LONDON — Official figures show that inflation in Britain rose to a 14-month high of 2.9 percent in June.
The increase from May’s 2.7 percent rate, reported today by the Office for National Statistics, was slightly less than anticipated and may provide policymakers at the Bank of England some extra breathing space to work out what further measures they can take to help the British economy.
However, analyst Chris Williamson of Markit.com says that figure has added “to fears that stubbornly high price pressures could smother — or at least subdue” the economic recovery that has been slowly taking hold in Britain.
“But inflation clearly remains the UK’s bug-bear and calls into question just how long this strong growth can persist for,” Williamson said. “High prices look set to continue to erode spending power, curbing the overall pace of economic growth.”

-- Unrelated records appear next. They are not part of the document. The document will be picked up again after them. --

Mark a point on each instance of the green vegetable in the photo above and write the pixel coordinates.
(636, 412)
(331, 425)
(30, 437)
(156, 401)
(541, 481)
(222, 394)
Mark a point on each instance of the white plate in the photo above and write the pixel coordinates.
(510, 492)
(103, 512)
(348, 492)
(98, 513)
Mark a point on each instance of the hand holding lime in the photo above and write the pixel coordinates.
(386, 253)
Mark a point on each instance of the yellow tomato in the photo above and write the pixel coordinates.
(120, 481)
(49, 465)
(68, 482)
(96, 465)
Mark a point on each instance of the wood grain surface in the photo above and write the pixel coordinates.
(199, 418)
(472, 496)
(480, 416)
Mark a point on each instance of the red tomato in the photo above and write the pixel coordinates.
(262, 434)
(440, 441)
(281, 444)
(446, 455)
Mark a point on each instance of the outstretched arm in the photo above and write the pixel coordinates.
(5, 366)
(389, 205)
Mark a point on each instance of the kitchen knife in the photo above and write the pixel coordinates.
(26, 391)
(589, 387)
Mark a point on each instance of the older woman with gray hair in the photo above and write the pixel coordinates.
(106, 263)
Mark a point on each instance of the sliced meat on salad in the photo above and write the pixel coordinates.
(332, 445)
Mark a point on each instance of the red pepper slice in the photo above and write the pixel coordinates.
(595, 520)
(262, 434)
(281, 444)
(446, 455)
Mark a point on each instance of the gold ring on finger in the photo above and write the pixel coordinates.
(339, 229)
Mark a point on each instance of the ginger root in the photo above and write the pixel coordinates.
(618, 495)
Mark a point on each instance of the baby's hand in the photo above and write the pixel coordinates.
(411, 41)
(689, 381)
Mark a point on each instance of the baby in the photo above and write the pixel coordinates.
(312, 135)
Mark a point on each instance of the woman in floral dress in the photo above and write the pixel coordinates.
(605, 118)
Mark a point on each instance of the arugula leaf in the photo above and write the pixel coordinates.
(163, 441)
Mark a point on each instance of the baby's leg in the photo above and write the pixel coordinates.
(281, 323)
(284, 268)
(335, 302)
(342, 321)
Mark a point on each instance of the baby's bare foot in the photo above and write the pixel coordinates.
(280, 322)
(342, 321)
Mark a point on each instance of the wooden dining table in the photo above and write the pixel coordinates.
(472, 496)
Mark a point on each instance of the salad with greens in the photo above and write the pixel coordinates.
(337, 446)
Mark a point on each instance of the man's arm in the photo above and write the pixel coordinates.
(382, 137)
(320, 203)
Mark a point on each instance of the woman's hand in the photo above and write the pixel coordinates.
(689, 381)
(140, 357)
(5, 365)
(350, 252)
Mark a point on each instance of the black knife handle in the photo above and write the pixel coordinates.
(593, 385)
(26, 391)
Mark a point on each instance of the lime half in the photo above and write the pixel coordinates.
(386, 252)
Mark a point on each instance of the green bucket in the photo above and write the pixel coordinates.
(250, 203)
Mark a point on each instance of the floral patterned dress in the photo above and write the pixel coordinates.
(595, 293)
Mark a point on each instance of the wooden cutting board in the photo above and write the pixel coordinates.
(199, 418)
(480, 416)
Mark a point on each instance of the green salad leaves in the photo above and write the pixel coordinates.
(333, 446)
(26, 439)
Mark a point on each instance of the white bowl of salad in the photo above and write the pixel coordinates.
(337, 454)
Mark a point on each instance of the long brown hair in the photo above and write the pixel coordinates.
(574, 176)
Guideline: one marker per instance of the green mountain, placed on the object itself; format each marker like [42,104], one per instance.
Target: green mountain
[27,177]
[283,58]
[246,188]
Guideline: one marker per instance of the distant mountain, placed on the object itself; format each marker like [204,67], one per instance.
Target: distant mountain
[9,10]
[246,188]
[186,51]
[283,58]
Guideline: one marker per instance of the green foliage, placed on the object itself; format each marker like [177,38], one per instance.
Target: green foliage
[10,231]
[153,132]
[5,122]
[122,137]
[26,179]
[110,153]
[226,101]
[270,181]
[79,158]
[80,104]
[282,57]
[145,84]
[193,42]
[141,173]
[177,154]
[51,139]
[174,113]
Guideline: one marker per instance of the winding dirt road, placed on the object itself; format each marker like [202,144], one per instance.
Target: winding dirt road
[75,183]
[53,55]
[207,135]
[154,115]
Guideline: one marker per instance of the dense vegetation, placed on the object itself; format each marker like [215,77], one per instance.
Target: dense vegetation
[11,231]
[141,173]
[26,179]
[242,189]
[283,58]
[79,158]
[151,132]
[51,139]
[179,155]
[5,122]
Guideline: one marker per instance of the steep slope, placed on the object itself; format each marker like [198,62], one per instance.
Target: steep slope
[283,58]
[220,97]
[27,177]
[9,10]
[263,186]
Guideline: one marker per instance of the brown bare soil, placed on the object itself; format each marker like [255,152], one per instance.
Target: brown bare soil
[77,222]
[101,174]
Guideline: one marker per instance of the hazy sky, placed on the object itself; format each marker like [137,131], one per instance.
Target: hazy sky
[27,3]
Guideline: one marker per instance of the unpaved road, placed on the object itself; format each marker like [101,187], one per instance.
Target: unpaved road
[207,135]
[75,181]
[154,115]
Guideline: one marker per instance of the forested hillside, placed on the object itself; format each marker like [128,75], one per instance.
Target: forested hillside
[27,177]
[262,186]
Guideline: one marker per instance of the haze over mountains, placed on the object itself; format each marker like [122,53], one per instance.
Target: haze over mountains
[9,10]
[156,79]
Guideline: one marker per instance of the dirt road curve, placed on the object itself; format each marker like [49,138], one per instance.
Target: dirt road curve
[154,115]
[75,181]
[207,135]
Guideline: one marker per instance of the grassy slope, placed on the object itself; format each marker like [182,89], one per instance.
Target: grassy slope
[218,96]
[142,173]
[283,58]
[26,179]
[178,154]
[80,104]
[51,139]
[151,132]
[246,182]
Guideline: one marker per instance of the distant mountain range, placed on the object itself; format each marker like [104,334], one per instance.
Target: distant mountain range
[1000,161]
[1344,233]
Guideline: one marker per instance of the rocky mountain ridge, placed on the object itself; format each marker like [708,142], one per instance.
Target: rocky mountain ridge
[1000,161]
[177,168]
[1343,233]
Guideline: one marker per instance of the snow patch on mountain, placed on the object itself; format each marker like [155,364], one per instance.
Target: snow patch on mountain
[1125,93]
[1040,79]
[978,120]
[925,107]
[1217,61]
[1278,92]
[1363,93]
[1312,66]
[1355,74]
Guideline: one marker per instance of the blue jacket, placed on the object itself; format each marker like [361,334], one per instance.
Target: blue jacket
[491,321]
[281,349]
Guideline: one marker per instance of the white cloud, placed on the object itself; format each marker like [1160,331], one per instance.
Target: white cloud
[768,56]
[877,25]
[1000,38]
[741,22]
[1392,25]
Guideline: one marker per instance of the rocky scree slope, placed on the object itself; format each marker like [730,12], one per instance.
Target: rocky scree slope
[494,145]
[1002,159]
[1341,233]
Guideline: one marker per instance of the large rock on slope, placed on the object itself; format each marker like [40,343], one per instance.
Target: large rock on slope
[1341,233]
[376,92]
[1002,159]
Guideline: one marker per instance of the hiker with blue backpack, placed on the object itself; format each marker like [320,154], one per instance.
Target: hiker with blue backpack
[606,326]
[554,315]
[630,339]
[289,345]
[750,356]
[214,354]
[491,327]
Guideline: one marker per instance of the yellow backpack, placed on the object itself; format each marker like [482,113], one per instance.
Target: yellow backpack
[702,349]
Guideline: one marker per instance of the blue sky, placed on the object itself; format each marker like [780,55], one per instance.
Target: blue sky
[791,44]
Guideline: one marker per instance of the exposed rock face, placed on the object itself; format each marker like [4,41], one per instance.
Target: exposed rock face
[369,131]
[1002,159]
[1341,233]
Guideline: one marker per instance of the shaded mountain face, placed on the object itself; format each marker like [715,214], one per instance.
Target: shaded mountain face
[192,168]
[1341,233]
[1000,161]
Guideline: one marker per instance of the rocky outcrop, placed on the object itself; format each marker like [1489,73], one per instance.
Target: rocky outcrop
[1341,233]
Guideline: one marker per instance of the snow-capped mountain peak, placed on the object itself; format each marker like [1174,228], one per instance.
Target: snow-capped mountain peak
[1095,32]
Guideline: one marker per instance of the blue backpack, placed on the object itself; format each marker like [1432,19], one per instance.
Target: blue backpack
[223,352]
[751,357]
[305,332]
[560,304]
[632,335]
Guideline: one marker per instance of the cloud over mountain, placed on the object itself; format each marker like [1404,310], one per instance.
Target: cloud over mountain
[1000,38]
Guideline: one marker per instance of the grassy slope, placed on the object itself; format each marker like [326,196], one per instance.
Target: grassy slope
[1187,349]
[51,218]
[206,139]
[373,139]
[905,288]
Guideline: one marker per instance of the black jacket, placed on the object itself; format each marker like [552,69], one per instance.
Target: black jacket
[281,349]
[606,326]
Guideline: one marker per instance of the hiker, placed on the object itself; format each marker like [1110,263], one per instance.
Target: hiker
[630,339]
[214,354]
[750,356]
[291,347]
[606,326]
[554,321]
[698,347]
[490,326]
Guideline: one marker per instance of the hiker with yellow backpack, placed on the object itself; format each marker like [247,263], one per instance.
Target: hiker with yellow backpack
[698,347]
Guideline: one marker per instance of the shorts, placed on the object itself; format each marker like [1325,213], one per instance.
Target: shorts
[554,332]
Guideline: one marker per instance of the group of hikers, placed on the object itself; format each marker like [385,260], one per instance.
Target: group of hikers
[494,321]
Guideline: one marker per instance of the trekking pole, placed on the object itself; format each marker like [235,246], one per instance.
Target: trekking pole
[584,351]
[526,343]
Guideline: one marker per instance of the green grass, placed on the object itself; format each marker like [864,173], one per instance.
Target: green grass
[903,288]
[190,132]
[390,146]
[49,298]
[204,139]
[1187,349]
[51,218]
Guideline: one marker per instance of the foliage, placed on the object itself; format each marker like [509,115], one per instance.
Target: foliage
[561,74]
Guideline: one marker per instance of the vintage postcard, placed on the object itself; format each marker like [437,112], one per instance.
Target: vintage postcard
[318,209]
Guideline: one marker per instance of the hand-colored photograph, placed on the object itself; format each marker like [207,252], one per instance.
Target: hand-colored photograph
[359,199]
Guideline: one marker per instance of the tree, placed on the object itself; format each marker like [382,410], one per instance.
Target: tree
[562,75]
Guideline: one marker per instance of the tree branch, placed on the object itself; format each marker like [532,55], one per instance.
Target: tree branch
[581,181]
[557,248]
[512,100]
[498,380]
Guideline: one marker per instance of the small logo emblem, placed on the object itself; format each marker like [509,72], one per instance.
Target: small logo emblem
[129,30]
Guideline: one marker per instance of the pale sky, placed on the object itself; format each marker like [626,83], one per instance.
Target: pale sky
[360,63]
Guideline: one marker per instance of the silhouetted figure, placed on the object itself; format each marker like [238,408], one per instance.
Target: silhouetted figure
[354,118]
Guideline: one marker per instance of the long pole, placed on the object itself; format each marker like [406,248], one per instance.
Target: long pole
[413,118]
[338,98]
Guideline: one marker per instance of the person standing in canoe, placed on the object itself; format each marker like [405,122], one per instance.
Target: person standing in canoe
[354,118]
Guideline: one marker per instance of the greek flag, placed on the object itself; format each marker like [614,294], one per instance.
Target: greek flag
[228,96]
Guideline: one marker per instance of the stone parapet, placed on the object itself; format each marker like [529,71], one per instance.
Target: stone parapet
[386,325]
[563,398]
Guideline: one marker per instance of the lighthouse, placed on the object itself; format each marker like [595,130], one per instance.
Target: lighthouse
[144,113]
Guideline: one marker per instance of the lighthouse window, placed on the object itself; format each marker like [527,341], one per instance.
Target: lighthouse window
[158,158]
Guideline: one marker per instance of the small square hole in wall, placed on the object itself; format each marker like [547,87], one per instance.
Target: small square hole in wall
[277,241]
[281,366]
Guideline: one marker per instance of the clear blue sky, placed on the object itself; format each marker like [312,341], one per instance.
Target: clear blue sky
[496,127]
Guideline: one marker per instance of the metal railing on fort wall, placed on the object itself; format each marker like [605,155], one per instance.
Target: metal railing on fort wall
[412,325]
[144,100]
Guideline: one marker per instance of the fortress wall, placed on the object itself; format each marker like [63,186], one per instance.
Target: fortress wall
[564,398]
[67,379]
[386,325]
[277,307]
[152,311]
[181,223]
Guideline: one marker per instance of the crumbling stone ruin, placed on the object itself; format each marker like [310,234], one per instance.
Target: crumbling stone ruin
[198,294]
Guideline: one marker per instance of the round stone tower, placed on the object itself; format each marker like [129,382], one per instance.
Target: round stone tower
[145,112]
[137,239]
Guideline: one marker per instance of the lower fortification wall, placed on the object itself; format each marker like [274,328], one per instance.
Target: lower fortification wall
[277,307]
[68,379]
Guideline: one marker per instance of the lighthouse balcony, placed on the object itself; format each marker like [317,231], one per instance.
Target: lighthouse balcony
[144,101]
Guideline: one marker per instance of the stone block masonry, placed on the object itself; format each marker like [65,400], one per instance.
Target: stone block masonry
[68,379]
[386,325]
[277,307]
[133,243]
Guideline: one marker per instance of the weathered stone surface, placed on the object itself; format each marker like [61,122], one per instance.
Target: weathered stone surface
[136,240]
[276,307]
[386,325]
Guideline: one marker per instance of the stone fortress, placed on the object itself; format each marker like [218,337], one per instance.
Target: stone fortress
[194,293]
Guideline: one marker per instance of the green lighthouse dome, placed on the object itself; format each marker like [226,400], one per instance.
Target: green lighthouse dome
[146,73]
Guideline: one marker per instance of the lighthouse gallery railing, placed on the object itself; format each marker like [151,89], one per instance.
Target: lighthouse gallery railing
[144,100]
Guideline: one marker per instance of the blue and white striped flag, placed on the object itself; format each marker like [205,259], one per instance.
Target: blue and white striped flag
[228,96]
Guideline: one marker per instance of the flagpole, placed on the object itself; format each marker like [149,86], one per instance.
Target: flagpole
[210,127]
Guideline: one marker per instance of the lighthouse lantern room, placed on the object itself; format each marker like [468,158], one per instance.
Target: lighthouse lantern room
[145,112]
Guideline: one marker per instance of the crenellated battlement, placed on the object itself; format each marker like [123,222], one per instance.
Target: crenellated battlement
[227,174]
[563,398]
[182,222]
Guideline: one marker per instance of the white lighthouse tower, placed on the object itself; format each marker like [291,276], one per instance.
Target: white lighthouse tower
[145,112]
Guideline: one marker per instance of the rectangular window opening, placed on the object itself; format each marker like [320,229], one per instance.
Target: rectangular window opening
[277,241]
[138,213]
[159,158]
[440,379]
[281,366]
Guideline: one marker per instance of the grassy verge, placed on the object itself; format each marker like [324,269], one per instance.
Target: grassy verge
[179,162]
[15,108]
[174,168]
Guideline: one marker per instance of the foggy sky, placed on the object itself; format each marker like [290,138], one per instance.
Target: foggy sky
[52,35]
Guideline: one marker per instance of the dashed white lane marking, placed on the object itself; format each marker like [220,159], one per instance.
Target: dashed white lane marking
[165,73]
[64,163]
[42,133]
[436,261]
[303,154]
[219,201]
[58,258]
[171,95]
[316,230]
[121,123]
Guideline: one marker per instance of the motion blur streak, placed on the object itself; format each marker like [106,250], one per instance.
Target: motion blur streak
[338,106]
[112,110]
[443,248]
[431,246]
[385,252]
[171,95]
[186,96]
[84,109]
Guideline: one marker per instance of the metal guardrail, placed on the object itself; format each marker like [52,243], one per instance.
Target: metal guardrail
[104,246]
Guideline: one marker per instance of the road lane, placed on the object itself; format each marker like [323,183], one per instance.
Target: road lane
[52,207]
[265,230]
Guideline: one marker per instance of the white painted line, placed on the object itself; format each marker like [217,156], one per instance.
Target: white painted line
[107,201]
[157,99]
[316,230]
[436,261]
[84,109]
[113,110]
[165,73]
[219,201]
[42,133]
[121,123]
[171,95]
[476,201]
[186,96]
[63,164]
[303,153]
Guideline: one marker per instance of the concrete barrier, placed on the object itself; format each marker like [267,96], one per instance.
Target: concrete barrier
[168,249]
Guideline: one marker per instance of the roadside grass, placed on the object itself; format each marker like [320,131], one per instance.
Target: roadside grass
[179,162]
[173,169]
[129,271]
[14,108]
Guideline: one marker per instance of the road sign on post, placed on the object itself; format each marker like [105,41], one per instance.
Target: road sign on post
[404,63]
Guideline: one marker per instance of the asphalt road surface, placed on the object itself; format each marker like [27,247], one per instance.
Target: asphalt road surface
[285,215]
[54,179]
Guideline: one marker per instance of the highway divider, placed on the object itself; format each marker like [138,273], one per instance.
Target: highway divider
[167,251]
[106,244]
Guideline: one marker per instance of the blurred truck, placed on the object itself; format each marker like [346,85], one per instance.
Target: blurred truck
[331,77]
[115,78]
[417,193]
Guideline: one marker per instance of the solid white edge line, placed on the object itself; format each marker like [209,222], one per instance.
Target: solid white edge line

Though growth in the first quarter measured a limp 0.3 percent, many analysts predict the figure set for release later this month will be more robust.
The figure comes only one day before the Bank of England is set to release minutes of its first Monetary Policy Committee meeting under new Gov. Mark Carney. The bank has consistently voted against pumping more money into the British economy through a process called quantitative easing, though market watchers are anxious to see if Carney votes in favor. So far, the bank has put 375 billion pounds ($579 billion) into the economy in hopes of revving up growth.
Though the Bank has a target to keep inflation around 2 percent, policymakers have shown a greater willingness of late to look past temporary increases amid fears that raising interest rates to lower inflation would hurt the recovery.
Unlike the U.S. Federal Reserve, which aims to control inflation and also increase employment, the Bank of England’s exclusive mission has been to keep inflation close to target.